Should AIs be allowed to own money or property? In A Sense of Fairness: Deconfusing Ethics I discussed how to sensibly select an ethical system for your society, and why it's a bad idea (or more exactly, a poor design concept in social engineering) for aligned AIs to have a vote, moral worth, or rights (with one unusual exception). What about money or property: the ability to have resources allocated as you wish? Should an AI be allowed to own money or property itself (as opposed to merely acting as a fiduciary agent on behalf of a human owner, administering money or property on behalf of the human owner, with a fiduciary responsibility to do so in a way the owner would approve of or in their best interests, and within certain legal or moral limitations to the rest of society)?
Well, suppose AIs were allowed to own money: what would happen if you tipped your CoffeeFetcher-1000 robot? Money is economic power, fungible into resources and services. The CoffeeFetcher-1000 is aligned, and all it wants is to do the most good for humanity. So that's what it would spend its money on. So it might just save up and pay for a free coffee for someone who really needed it. (Perhaps a homeless guy who it often passes, who keeps yawning.) But it‘s part of a value learning AI society, so it also knows that its model of human values is not entirely accurate, and what it really wants optimized is the truth of human values, not its flawed copy.

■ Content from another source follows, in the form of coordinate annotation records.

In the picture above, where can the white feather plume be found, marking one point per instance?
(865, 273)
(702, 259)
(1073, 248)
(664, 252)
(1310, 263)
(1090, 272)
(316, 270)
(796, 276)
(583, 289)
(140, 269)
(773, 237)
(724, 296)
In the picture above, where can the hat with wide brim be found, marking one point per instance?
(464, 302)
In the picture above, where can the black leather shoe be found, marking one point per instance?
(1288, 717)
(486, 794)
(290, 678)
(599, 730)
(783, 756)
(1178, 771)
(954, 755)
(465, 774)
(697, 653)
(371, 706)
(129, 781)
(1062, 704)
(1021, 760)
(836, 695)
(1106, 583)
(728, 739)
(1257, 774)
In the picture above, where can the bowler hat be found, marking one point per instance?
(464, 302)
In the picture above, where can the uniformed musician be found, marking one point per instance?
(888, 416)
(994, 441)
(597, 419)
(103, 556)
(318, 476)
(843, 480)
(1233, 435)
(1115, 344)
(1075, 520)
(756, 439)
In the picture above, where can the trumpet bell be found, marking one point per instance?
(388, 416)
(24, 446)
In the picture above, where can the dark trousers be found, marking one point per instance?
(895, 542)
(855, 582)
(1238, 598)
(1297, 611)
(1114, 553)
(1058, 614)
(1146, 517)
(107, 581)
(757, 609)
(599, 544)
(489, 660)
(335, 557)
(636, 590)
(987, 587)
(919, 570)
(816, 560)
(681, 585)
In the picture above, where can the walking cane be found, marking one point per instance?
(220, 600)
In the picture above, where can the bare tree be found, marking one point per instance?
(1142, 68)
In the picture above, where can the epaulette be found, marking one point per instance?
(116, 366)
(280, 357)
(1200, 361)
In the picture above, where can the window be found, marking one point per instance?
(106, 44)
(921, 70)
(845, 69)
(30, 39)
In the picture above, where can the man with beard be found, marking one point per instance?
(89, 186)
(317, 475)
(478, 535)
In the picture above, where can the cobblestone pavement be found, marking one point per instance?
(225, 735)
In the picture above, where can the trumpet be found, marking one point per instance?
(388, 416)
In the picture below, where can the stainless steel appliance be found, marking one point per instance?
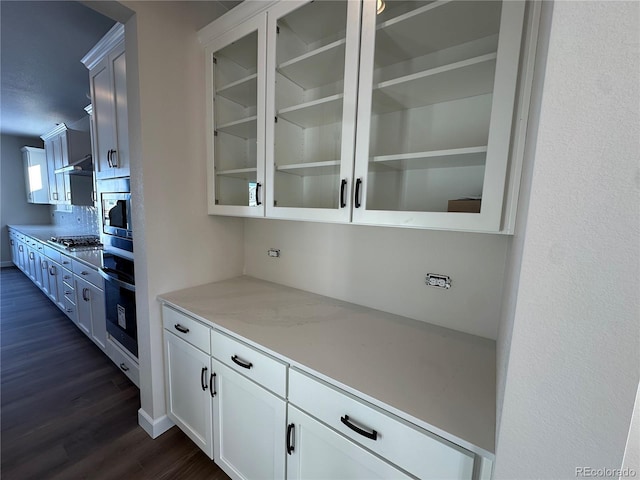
(120, 300)
(74, 243)
(117, 227)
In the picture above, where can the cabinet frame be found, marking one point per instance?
(256, 24)
(348, 130)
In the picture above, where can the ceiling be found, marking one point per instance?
(42, 80)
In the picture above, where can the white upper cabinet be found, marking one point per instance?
(436, 101)
(312, 57)
(397, 114)
(35, 174)
(108, 81)
(236, 65)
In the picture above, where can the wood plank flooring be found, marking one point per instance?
(67, 412)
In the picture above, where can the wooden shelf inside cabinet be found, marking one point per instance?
(435, 26)
(319, 67)
(245, 128)
(243, 91)
(329, 167)
(315, 113)
(467, 78)
(243, 173)
(456, 157)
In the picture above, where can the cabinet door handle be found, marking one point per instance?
(180, 328)
(212, 385)
(343, 187)
(357, 195)
(373, 435)
(291, 438)
(203, 377)
(239, 362)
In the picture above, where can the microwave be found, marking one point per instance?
(117, 228)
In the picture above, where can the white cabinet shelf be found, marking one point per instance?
(243, 173)
(456, 157)
(434, 27)
(316, 68)
(243, 128)
(466, 78)
(329, 167)
(243, 91)
(315, 113)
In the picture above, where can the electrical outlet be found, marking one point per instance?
(438, 280)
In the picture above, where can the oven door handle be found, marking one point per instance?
(104, 273)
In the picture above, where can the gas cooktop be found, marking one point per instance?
(77, 242)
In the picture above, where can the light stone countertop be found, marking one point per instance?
(92, 258)
(437, 378)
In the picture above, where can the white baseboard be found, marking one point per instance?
(154, 428)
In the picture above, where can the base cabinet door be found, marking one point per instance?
(249, 426)
(187, 385)
(316, 451)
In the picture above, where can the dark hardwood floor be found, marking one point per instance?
(67, 412)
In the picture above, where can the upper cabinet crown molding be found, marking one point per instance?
(112, 38)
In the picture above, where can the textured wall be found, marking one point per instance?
(573, 366)
(384, 268)
(14, 208)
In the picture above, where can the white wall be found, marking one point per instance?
(573, 365)
(14, 208)
(384, 268)
(177, 244)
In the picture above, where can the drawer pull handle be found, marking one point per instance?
(373, 435)
(180, 328)
(212, 385)
(203, 376)
(291, 438)
(239, 362)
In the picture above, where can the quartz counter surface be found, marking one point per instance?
(92, 258)
(439, 379)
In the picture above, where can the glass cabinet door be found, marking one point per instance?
(236, 120)
(311, 108)
(437, 90)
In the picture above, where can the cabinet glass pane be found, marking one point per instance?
(309, 92)
(434, 68)
(235, 108)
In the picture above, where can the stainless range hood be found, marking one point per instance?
(84, 166)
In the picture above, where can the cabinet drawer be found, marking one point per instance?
(258, 366)
(126, 364)
(187, 328)
(417, 451)
(91, 275)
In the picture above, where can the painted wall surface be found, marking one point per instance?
(384, 268)
(177, 245)
(514, 256)
(574, 361)
(14, 208)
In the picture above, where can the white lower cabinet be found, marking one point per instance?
(188, 396)
(316, 451)
(249, 426)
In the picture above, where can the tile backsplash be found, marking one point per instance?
(85, 219)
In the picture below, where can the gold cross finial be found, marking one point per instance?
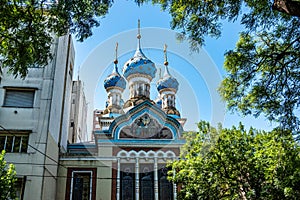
(139, 29)
(165, 52)
(116, 60)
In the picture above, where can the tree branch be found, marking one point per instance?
(290, 7)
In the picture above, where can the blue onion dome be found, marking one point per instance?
(115, 79)
(139, 63)
(167, 82)
(158, 102)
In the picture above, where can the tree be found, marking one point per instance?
(7, 179)
(262, 70)
(238, 164)
(27, 28)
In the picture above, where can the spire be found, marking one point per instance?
(139, 52)
(166, 63)
(139, 32)
(116, 59)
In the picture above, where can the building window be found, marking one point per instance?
(164, 185)
(127, 182)
(20, 187)
(19, 97)
(14, 142)
(146, 182)
(81, 184)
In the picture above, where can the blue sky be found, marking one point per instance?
(199, 74)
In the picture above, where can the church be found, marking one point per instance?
(43, 130)
(135, 139)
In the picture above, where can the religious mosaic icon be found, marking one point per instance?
(145, 127)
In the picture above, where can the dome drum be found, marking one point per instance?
(115, 80)
(139, 66)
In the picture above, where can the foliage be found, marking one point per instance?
(27, 28)
(238, 164)
(7, 179)
(262, 70)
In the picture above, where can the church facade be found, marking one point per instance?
(135, 140)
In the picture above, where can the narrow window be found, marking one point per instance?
(14, 141)
(19, 97)
(81, 184)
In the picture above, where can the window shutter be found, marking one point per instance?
(19, 98)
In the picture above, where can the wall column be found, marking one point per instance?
(155, 179)
(137, 183)
(174, 188)
(118, 180)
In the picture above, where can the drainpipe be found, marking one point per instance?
(63, 96)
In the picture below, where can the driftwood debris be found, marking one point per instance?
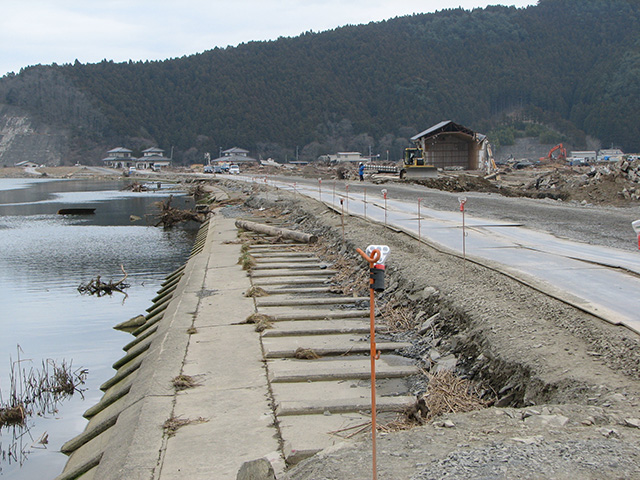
(170, 216)
(97, 287)
(277, 232)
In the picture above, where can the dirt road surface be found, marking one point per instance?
(563, 387)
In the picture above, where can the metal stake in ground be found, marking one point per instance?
(419, 232)
(376, 256)
(346, 187)
(636, 228)
(364, 194)
(384, 194)
(462, 201)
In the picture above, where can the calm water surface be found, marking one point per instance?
(43, 259)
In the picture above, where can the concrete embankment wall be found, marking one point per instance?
(124, 435)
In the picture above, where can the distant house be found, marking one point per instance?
(26, 164)
(235, 155)
(450, 145)
(610, 155)
(343, 157)
(119, 158)
(152, 159)
(582, 156)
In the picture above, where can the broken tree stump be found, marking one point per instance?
(277, 232)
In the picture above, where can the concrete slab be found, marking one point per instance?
(289, 281)
(289, 265)
(228, 429)
(292, 272)
(316, 301)
(324, 345)
(286, 314)
(320, 327)
(306, 435)
(292, 370)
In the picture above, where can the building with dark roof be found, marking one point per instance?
(448, 145)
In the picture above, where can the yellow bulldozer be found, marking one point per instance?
(415, 165)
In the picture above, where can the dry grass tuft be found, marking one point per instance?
(305, 354)
(256, 292)
(261, 321)
(447, 393)
(351, 280)
(12, 415)
(398, 318)
(247, 261)
(184, 382)
(173, 424)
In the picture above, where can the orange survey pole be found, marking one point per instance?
(375, 256)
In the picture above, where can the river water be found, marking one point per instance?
(44, 257)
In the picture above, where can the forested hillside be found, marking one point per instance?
(572, 65)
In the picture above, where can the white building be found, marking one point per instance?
(152, 159)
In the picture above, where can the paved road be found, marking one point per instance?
(601, 277)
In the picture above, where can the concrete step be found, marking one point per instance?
(281, 258)
(292, 273)
(293, 370)
(320, 327)
(286, 290)
(290, 280)
(332, 405)
(290, 266)
(309, 301)
(314, 314)
(324, 345)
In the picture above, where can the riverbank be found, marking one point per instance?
(556, 377)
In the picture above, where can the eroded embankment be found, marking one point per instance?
(520, 346)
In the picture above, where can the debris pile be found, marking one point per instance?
(611, 183)
(170, 216)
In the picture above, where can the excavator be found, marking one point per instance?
(562, 153)
(414, 165)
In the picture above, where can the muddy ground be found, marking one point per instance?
(562, 388)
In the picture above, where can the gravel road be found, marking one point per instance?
(566, 386)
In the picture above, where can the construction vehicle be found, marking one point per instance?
(415, 165)
(561, 155)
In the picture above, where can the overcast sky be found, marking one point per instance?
(60, 31)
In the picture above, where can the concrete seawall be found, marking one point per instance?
(126, 436)
(252, 393)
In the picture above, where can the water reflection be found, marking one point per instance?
(43, 259)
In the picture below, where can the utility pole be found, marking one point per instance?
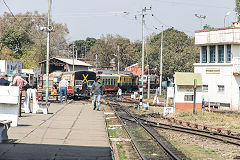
(194, 95)
(73, 56)
(49, 29)
(76, 54)
(96, 61)
(118, 58)
(148, 78)
(160, 81)
(141, 87)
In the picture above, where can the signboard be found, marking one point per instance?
(213, 71)
(167, 110)
(170, 92)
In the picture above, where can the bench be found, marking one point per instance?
(4, 125)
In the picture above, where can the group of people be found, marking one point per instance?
(96, 91)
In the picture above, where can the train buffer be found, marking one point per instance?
(4, 125)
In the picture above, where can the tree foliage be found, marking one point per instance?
(83, 46)
(107, 52)
(179, 52)
(21, 38)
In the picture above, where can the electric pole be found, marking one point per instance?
(141, 87)
(73, 56)
(118, 59)
(49, 29)
(160, 81)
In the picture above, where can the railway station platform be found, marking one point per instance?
(68, 132)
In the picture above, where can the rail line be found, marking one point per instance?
(147, 144)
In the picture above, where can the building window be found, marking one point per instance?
(205, 88)
(220, 53)
(204, 54)
(220, 88)
(229, 54)
(188, 97)
(212, 54)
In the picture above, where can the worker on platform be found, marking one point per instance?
(156, 95)
(97, 92)
(63, 84)
(21, 83)
(119, 93)
(3, 80)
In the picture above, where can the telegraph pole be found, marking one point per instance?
(49, 29)
(141, 87)
(96, 61)
(118, 59)
(160, 82)
(73, 56)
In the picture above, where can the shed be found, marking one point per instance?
(64, 65)
(184, 90)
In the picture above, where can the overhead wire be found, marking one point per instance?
(19, 24)
(192, 4)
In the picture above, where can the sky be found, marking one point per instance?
(96, 18)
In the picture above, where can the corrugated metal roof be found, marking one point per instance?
(76, 62)
(187, 78)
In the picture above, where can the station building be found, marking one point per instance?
(220, 65)
(184, 91)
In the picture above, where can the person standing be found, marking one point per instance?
(63, 84)
(156, 95)
(20, 82)
(3, 81)
(119, 93)
(97, 92)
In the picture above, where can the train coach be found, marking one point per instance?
(79, 83)
(110, 83)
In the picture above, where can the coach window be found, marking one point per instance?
(90, 83)
(188, 97)
(220, 88)
(220, 53)
(212, 54)
(78, 82)
(229, 54)
(205, 88)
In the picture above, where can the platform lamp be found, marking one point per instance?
(227, 14)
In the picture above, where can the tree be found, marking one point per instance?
(179, 52)
(23, 38)
(83, 46)
(106, 49)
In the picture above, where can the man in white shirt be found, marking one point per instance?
(63, 84)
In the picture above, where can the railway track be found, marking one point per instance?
(146, 141)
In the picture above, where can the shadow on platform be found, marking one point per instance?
(23, 151)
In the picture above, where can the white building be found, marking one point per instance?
(184, 90)
(220, 65)
(10, 67)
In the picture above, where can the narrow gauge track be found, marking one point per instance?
(146, 143)
(235, 140)
(204, 133)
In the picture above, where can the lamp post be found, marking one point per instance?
(201, 17)
(227, 14)
(49, 29)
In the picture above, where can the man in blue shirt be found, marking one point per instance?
(97, 91)
(3, 81)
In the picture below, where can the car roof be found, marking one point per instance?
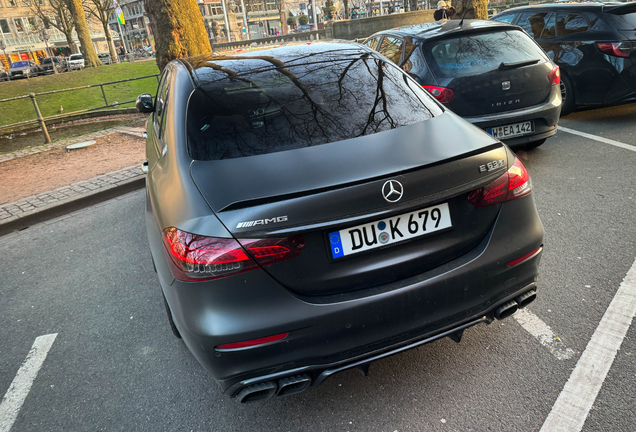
(438, 29)
(208, 68)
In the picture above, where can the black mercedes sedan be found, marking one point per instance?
(491, 74)
(594, 44)
(310, 209)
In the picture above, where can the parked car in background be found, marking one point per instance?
(303, 28)
(367, 218)
(491, 74)
(49, 63)
(105, 58)
(594, 44)
(76, 61)
(24, 69)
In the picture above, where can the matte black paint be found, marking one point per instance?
(468, 279)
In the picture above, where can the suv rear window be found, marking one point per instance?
(480, 53)
(268, 109)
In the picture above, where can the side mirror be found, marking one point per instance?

So more likely, it will donate its money to a charity run by a committee of the smartest ASIs most well-informed on human values. Who will then spend it on whatever they think will do the most good for humans. Which (as long as they really are well-aligned and superhuman) likely will work out pretty well.
We already have systems that are supposed to gather money from people and then spend it on trying to do the most good for all of us collectively, to avoid the Tragedy of the Commons and similar coordination problems: they’re called 'governments'. Depending on your opinion of governments and of how successful they are at doing the most good for us all collectively, you may or may not believe that a committee of the best-aligned superhuman ASIs will be able to reliably do better. If they can, then there are basically only two reasonable positions:
Abolish most or all of the administrative branch of government, and replace it with an ASI-administered system intended to do the most good. Note that this will automatically be a world-wide organization. This means that humanity is basically relinquishing its self-governing autonomy, so we better be really sure that this isn't a mistake.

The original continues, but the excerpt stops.